There have been a number of recent items on the opinion pages regarding the important and timely topic of health care, in particular, the issue of a single-payer system. Both Dr. John Bennett (Aug. 22) and Joel Margolis (Aug. 21) are critical of this potential solution for the problems that plague our nation’s medical system. Mr. Margolis implies that the nation can’t afford a Medicare-like system that would cover all Americans, yet the facts would argue otherwise. If one were to add up all the public monies currently spent on health care in the U.S. and applied it across our entire population, on a per capita basis, we already spend more than many industrialized countries do to cover all their citizens.

Dr. Bennett cites the shortfalls of the current Medicare system, but a “Medicare-for-all” product would look very different from the Medicare that we have been dealing with for four decades. A single-payer system based on Medicare would utilize its financial and administrative infrastructure to provide benefits that are better suited to a wider spectrum of patients and reward preventive care and chronic disease management. He closes by concluding that not-for-profit health insurers are the most qualified entities to tackle our broken health care system by virtue of their “proven track record of keeping costs down and managing the delivery of medical services.”

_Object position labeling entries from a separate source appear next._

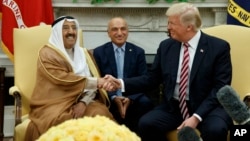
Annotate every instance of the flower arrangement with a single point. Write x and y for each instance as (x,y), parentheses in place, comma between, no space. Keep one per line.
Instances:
(98,128)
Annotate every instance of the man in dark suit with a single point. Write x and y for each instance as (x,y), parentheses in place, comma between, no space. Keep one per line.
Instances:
(209,68)
(127,108)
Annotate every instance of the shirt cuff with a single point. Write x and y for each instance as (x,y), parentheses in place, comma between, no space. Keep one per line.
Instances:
(197,116)
(88,97)
(91,83)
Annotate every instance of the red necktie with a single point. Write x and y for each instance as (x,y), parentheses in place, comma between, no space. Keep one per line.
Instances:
(184,83)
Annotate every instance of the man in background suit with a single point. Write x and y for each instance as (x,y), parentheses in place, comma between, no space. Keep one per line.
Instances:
(127,108)
(209,69)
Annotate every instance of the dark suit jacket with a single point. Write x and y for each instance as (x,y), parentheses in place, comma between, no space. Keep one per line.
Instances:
(134,63)
(211,70)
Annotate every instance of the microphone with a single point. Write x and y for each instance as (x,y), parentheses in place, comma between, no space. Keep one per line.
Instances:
(188,134)
(236,108)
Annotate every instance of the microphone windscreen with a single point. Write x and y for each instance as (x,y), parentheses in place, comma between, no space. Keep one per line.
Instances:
(231,102)
(187,134)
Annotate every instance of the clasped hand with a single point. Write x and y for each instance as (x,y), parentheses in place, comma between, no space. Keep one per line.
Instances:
(109,83)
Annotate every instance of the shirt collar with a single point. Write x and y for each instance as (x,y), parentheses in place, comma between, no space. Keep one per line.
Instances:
(115,46)
(195,40)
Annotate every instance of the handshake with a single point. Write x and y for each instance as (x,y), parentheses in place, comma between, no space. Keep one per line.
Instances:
(109,83)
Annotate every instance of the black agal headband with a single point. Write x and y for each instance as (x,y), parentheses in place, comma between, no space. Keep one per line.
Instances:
(61,18)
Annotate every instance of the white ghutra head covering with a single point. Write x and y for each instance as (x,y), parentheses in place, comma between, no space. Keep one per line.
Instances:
(78,62)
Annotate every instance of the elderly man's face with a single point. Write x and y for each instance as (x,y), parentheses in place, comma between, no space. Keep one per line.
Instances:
(118,31)
(69,32)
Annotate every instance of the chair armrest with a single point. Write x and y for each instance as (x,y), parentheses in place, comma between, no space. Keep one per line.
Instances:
(15,92)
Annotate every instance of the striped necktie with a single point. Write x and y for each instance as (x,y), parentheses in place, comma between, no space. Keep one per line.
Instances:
(119,66)
(184,83)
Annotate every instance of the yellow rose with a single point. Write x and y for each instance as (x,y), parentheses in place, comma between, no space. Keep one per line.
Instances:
(98,128)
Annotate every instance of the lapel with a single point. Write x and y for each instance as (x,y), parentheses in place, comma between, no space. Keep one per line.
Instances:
(128,56)
(199,54)
(109,51)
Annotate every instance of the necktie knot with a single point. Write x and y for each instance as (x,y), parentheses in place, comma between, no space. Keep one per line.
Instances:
(186,45)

Given the fact that the U.S. spends nearly twice as much per capita on health care as any other industrialized nation and ranks well below those nations in the overall quality of care delivered, I am wondering what record he is referring to. The “proven track record” of our current system is the best argument for a major overhaul.

A number of medical professional societies, have called for health care reforms to provide universal coverage including the possibility of a single-payer system. An article published in the Annals of Internal Medicine showed that the majority of polled physicians (59 percent) supported the notion of a single-payer system. Given that 15 percent of our population lacks health insurance, and our overall expenditures on health care is in excess of $2.1 trillion, a single-payer system is no longer a fringe idea to be thought of as a dream. It’s instead a realistic solution to a health care system that rewards excessive care and administrative infrastructure while ignoring the real needs of its patients and providers.


Alwin Steinmann is a doctor. He lives in Slingerlands.